GitHub searches the current branch cache first and then the default branch for compatible keys/restore keys. Cache entries must be treated as untrusted, and secrets must never be stored in them. See GitHub's [dependency caching reference](https://docs.github.com/en/actions/reference/workflows-and-actions/dependency-caching) and [cache security guidance](https://docs.github.com/en/actions/concepts/workflows-and-actions/dependency-caching#cache-security).

Start with the pinned `Swatinem/rust-cache` pattern already used by jackin❯ and one target cache per meaningful lane. Do not copy the full jackin❯ matrix or enable `sccache` immediately. The new graph is small enough that extra service/configuration overhead may exceed the savings. Record clean and warm timings for at least 20 CI runs; add `sccache` only if dependency compilation remains a material share of required-lane time. If added, carry over `CARGO_INCREMENTAL=0`, stable base directories, stats artifacts, and no cache credentials on untrusted PRs.

Never cache generated SVGs, API reports, packages, or docs output. Those are build artifacts: regenerate them, compare them, and upload them for review.

## Scheduled hygiene [#scheduled-hygiene]

Keep required validation latency bounded by moving broad but valuable checks to a scheduled workflow:

* full feature powerset on every workspace package if the PR lane is scoped later;
* advisory and yanked-dependency refresh;
* render/performance benchmarks for large lists, Unicode clipping, diff view, and SVG generation;
* test coverage and mutation testing for text/scroll/input kernels;
* cache-usage report and stale cache cleanup;
* deployed documentation link verification;
* dependency lockfile maintenance through Renovate.

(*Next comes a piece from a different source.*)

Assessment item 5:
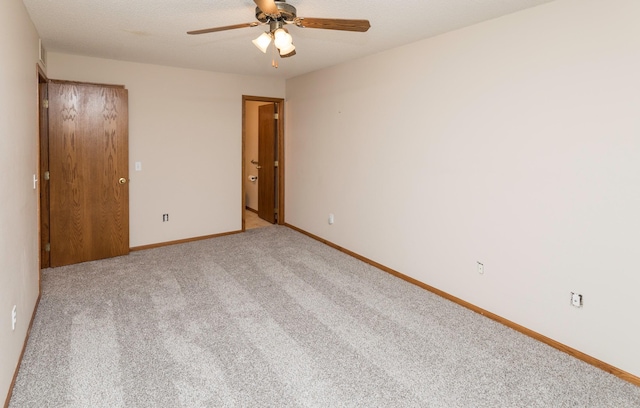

Fuzzing is justified for terminal-control/ANSI parsing, display-width slicing, and raw-byte key decoding once those surfaces move. Do not add empty fuzz infrastructure merely to mirror jackin❯; add each target with a named parser invariant and a bounded scheduled run.

## Release model [#release-model]

The first adoption artifact is an immutable Git revision, not a binary release. A release workflow is still designed early so packaging rules do not emerge accidentally:

* serialize releases with concurrency cancellation disabled;
* require a clean main-branch revision and all required aggregators;
* ensure the workspace version and tag agree;
* run semver, package, license, docs, standalone-example, and `jackin❯` compatibility gates;
* treat the reviewed API report at the first tag as the initial baseline; run `cargo-semver-checks` against that tag only for subsequent candidates;
* create annotated `v0.y.z` tags and a GitHub release with migration notes;
* publish to crates.io only after an explicit operator decision and registry ownership check;
* build standalone lookbook binaries only if users need installation without Cargo; do not inherit jackin❯'s unrelated cross-platform archive matrix by default.

Every durable consumer pins either the immutable tag/release or a full Git SHA and commits its lockfile. Renovate may propose revision or release updates, but it never silently advances a branch dependency.